= John Quincy Adams (railroad official) =

John Quincy Adams (June 16, 1848 - November 13, 1919) was an employee of the Milwaukee Road Railroad. Technically, he was serving in the capacity of general land and townsite agent for Milwaukee Land Company, a subsidiary of the Chicago, Milwaukee, St. Paul and Pacific Railroad. Adams County, North Dakota (created 1907) is named after Adams. Adams platted Three Forks, Montana in 1908. He was a distant relative of John Adams (the 2nd U.S. president) and John Quincy Adams (the 6th U.S. president). He was born in Troy, Vermont to Benjamin S. and Susan Smith (Pierce) Adams.

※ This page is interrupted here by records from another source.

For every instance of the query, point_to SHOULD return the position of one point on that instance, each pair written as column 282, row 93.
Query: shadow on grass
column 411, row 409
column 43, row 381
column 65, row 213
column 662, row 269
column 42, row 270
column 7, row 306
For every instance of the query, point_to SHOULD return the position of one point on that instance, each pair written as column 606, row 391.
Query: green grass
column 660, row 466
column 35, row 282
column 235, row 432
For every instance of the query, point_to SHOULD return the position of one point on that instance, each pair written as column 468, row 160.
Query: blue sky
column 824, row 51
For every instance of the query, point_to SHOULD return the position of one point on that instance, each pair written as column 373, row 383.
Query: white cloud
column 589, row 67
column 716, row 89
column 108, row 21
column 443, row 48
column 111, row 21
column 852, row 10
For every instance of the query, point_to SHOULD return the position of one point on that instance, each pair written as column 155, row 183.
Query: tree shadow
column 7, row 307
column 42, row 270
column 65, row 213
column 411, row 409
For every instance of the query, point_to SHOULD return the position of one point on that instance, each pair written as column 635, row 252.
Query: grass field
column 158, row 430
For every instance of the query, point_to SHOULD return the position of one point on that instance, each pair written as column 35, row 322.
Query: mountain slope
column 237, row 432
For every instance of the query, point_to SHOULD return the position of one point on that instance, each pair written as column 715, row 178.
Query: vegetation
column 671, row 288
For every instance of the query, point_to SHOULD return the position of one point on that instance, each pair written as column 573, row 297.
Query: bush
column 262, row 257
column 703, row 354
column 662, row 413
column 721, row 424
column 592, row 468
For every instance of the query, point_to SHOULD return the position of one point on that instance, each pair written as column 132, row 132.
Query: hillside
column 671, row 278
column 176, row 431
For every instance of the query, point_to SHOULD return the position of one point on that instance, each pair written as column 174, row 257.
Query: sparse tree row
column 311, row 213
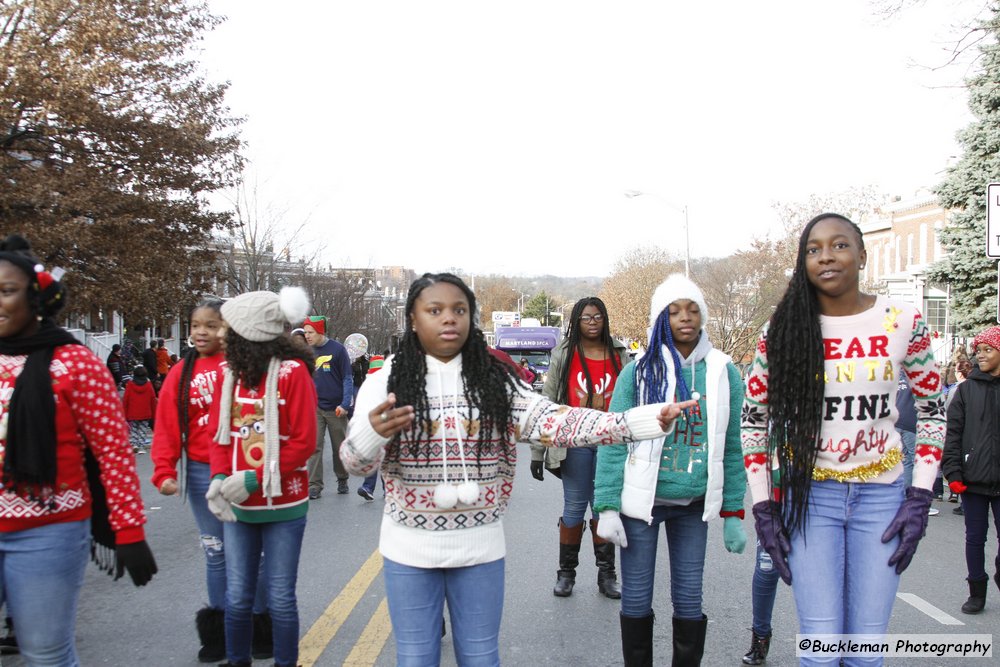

He married Francis S. Smith on December 23, 1874; they had two children, the senior of them is Benjamin. John Quincy Adams died in Chicago, Illinois.

Adams County, ND

==Career==
He was educated at Grand River Institute, and in 1868 he received a B.S. in Cedar Valley Seminary. He began in 1869 as deputy county auditor, Mitchell County, Louisiana, continuing 1 year. Then, he was the travelling salesman for 10 years. He was member of mem. Griffin & Adams, bankers, Spencer, for 10 years. He is identified with large transactions in lands and loans since 1892, and from May 1902 to 1910, president of the Adams & Denmead Co., dealing in western lands and mortgage loans; president Coast Line Land Co., of Three Forks, Montana, Adams Investment Co., of Marshall-town. He was a Republican and Mason.